This was my Friday the 13th read. I wanted to read some horror novel and found this in my stack of unread books.
Initially, I thought of giving a 3 star rating to this one but eventually decided that 2.5 is what it deserves.
The story begins in Hungary during World War 2, when a small group of German soldiers retreating from the Russians hide in a ruined crypt. Very soon they are discovered and massacred by the Russians. The first chapter ends with “blood dripping into the coffin of a long dead child.” One thing I would like to mention is that, the author, instead of showing the Germans as heartless murderers, portrayed them as ordinary people who had been deluded by Hitler and wanted to go back to their lives and loved ones.
Then the story takes us to the 70's London, at the Hospital for the Diseases of the Nervous System. Here our protagonist Dr. Peter Pilgrim is conducting his research on children suffering from Narcolepsy. A little girl from Finland comes to the hospital and then the horror starts.
We have little children thirsty for blood, murder, old Hungarian legend about a Countess who bathed in the blood of young girls, murderous gypsies, mysterious buildings in a clinic in Lapland, fire fights between ex-members of Haitian secret police and rifle-toting Lapps. Who is the mysterious Dr. Stromberg and how does he fit into all these?
Peter, unable to rationalize the blood-thirsty behavior of the children he was treating, reaches out to his father, a writer of historical books for the masses, to research if there had been similar cases in the past which gave rise to legends & superstition. Reading such things is pretty interesting but wouldn’t a doctor search for the same in medical literature rather than in legends!
Anyways, the story will take us on a journey across Europe – England, France, Denmark, Lapland and there are moments when the story was interesting. I felt certain things should have been better if they were narrated while they occurred and not after.
I did not care for the turmoil in the love life of Peter but it did not take much space either.
This book is a work of pulp fiction.
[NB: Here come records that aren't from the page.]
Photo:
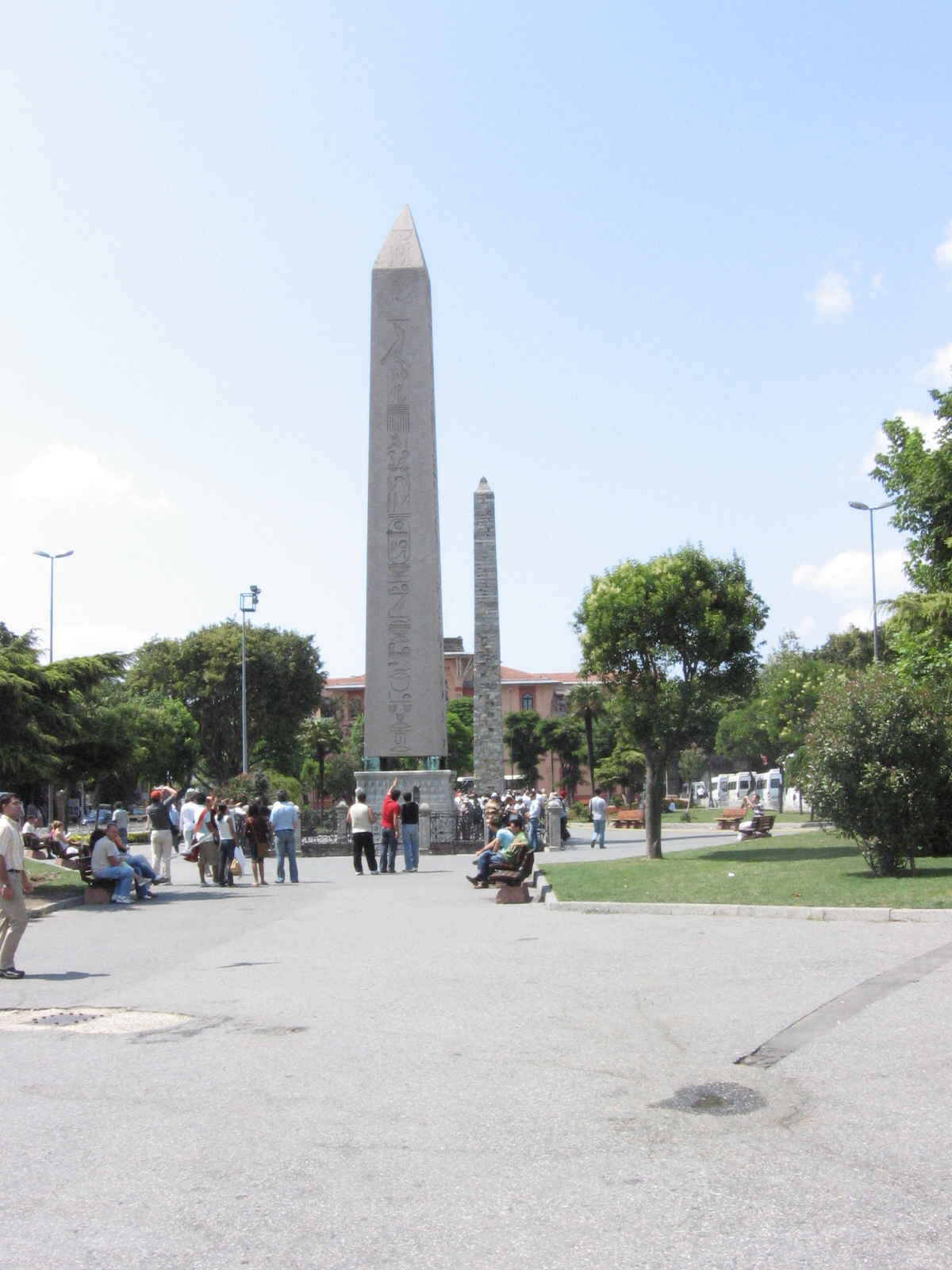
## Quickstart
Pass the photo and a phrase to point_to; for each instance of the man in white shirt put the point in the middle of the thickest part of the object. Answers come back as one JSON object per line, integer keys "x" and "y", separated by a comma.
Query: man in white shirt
{"x": 597, "y": 810}
{"x": 14, "y": 883}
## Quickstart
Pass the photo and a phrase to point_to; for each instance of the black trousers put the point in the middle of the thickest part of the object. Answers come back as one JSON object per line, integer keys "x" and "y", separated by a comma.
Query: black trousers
{"x": 226, "y": 854}
{"x": 363, "y": 842}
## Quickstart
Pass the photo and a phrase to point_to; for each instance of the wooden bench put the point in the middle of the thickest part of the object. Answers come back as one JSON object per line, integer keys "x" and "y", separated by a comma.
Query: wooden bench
{"x": 731, "y": 817}
{"x": 762, "y": 827}
{"x": 95, "y": 884}
{"x": 628, "y": 818}
{"x": 517, "y": 876}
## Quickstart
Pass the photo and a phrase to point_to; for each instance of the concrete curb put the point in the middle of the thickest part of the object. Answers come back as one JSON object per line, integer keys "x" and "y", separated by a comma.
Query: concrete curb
{"x": 73, "y": 902}
{"x": 803, "y": 914}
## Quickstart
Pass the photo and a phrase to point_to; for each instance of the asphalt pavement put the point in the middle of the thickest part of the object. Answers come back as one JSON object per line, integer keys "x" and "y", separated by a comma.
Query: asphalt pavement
{"x": 399, "y": 1072}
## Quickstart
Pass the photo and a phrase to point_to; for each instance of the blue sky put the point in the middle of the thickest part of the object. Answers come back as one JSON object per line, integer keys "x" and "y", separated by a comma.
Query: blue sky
{"x": 683, "y": 264}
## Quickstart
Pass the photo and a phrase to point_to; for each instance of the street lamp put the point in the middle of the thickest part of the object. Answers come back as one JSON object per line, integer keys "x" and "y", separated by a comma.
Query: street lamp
{"x": 52, "y": 560}
{"x": 248, "y": 602}
{"x": 865, "y": 507}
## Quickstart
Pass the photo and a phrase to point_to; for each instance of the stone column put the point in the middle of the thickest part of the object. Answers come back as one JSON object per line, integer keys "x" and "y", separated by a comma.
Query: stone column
{"x": 554, "y": 822}
{"x": 489, "y": 757}
{"x": 424, "y": 829}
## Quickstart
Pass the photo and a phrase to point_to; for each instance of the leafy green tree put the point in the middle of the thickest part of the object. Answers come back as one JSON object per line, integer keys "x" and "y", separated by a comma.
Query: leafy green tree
{"x": 319, "y": 738}
{"x": 203, "y": 671}
{"x": 625, "y": 766}
{"x": 919, "y": 482}
{"x": 524, "y": 736}
{"x": 587, "y": 702}
{"x": 460, "y": 736}
{"x": 672, "y": 638}
{"x": 44, "y": 709}
{"x": 880, "y": 766}
{"x": 565, "y": 737}
{"x": 772, "y": 725}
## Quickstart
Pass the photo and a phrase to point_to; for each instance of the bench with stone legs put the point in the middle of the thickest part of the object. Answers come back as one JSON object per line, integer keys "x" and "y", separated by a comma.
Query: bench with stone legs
{"x": 99, "y": 889}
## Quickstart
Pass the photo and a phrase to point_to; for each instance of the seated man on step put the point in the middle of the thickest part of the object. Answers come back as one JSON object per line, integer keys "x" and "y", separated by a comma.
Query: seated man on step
{"x": 501, "y": 852}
Meant to entertain, provide some cheap thrills so it’s better not to expect too much from it. I did enjoy it, but I felt that the story could have been much better. The author had the right ingredients but execution was not good. For one, he should have elaborated a bit on the main villain’s past, he should have tried harder to create an atmosphere of terror and the ending was a bit too abrupt.
If you enjoy 70’s British horror of the similar kind then may be you can give it a try.